Don’t be shy, ask to see the Bylaws from any church you have a relationship with! You can learn a lot and pick up some good pointers along the way.
Step 7 – Obtain 501(c)(3) Advantages – Although churches are not actually required to file for 501(c)(3) status, there are several advantages. Most significant is the credibility afforded to the new church by receiving official 501(c)(3) status. Contributors to your church will have no questions about your validity. The 501(c)(3) application is by far the most tedious and time demanding step in the organizational process. The IRS has streamlined their online application process but it is still time consuming and relatively costly ($850). Click here for the IRS 1023 application form. The IRS site also has separate detailed instructions for completing the form.
Step 8 – Minister Ordination and Pay Issues– Each new church should establish a written policy on commissioning and ordaining staff. The policy should cover roles, responsibilities, qualifications and expectations for ordained/commissioned staff members, including a clear definition of ordination. Minister pay is a complicated issue (e.g. housing allowances, medical allowances, SEPA vs FICA social security system, exemption from Social Security, etc.). There are several good books published yearly that cover minister pay issues in detail. (e.g. Church and Clergy Tax Guide, Zondervan’s Ministers Tax and Financial Guide, Accounting for Churches, etc.)

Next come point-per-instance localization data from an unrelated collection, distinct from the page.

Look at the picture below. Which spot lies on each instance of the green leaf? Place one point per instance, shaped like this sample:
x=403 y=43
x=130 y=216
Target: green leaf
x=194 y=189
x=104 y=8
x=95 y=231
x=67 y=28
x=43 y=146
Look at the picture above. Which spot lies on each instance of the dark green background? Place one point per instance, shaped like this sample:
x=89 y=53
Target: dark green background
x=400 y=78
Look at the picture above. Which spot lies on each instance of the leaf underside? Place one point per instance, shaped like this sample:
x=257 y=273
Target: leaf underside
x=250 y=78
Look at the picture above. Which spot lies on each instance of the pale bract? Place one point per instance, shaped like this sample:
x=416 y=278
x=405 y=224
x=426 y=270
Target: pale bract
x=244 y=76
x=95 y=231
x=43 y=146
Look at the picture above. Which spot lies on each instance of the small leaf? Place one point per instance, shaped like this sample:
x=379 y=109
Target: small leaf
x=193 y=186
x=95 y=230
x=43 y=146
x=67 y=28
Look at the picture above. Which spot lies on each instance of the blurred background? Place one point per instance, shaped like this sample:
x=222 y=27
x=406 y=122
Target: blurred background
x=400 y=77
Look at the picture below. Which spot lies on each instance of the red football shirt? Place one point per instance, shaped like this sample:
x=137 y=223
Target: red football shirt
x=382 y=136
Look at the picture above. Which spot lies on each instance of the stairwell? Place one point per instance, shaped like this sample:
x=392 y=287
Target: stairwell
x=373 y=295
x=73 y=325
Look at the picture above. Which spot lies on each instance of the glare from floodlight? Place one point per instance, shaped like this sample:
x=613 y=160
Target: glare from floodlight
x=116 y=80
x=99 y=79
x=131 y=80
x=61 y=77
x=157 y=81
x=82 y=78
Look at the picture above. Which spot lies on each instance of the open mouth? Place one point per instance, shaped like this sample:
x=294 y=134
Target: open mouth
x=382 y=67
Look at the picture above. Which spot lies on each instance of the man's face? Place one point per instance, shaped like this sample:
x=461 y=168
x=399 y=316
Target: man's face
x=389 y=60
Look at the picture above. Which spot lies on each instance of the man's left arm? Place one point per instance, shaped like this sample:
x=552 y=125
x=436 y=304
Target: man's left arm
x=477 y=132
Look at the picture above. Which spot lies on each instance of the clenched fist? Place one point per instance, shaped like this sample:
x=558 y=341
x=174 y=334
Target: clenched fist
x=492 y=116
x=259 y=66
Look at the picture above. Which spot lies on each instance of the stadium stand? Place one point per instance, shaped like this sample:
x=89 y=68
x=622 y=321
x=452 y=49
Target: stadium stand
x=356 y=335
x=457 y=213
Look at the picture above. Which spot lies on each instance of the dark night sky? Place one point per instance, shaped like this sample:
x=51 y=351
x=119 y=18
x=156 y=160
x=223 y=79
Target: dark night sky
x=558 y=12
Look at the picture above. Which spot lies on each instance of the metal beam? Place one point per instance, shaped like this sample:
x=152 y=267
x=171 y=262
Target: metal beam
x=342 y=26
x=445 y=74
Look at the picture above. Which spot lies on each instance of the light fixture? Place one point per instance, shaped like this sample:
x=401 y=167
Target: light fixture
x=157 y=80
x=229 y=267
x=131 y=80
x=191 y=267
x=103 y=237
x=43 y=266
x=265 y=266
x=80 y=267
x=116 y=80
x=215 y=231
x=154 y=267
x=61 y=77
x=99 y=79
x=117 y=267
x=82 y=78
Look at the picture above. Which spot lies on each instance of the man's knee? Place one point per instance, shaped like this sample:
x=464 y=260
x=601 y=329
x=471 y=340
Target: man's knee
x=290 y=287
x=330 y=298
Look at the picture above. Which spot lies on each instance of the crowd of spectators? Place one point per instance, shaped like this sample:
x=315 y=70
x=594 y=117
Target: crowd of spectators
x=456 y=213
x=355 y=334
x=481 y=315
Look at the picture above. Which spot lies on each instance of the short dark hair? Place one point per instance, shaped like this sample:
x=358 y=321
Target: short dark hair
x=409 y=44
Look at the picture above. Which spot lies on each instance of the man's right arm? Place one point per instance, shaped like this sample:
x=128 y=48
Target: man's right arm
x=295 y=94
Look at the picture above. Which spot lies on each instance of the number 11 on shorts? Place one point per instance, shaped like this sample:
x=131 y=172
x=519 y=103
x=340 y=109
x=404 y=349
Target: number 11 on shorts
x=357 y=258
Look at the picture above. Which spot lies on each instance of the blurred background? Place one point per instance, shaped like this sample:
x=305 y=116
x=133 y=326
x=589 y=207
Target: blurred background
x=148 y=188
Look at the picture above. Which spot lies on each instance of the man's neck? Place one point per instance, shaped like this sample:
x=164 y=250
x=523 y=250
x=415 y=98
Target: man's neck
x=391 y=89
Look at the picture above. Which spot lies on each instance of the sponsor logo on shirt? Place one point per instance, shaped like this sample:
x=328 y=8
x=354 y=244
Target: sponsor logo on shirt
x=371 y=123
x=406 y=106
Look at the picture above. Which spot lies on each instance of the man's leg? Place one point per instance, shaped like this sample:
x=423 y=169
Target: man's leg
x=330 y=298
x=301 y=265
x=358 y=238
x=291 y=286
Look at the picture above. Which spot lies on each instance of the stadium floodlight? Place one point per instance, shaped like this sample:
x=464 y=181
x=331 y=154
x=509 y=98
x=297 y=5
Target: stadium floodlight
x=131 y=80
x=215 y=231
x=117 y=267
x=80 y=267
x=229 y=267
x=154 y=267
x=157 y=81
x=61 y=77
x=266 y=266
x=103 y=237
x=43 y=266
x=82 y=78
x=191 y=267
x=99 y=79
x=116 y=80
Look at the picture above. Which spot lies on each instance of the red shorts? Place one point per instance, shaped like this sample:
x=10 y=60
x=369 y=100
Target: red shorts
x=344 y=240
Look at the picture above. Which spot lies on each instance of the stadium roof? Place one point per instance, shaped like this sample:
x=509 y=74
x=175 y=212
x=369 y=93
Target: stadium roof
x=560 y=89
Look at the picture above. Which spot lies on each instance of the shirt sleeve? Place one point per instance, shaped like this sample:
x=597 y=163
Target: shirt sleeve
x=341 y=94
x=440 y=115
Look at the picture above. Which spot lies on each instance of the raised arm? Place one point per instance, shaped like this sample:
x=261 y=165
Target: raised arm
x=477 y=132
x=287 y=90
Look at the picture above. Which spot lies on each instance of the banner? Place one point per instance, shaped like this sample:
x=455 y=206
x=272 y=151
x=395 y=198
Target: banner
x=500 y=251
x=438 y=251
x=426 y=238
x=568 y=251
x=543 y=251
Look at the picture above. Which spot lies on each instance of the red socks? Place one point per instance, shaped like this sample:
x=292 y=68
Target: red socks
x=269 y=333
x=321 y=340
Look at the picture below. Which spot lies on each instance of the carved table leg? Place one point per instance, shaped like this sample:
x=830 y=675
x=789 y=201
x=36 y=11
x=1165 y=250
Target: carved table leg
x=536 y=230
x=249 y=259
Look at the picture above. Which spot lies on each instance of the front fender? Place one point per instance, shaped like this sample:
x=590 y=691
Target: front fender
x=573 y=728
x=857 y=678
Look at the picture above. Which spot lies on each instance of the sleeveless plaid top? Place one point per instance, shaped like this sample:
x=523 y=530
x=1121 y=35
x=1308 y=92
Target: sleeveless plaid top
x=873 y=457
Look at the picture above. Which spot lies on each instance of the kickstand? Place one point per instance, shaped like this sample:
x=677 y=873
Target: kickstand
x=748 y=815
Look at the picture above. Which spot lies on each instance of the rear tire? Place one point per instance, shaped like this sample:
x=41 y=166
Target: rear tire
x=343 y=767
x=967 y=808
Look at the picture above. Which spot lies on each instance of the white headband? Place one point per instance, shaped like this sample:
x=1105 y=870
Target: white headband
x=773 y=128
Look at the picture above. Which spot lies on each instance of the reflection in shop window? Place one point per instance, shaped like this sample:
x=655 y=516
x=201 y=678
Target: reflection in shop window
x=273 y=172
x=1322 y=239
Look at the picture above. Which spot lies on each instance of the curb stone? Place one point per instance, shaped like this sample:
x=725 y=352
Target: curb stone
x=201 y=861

Step 9 – Obtain State Sales Tax Exemption– After receiving your Federal 501(c)(3) status, don’t miss the opportunity to take advantage of this great perk. Apply for an exemption from state sales tax. States define rules regarding sales tax exempt organizations differently. It is incumbent on nonprofits to understand state-specific rules and their implications for transactions within a specific jurisdiction. For states that do allow the exemption, a separate application form must be completed and submit.
Don’t Reinvent The Wheel!
Don’t Be Intimidated!!
Don’t reinvent the wheel in creating your submission documents above. Ask other churches for their successfully completed form and use these as templates to get you started, but don’t hesitate to seek professional advice where necessary.
The steps above are fully within the capability of most church planters. Don’t be intimidated. Most of the state and federal organizations will answer your questions and help you. Be patient.
If you do desire additional help/guidance, consider either paying an attorney or professional, or purchasing StartCHURCH’s simple program. StartCHURCH offers an inexpensive program to guide new churches through the steps listed above.
In addition to the fees for any professional services, there are also application fees paid to the Government. For example, most states charge approximately $100 for Incorporation and the IRS charges $850 for 501(c)(3) submission.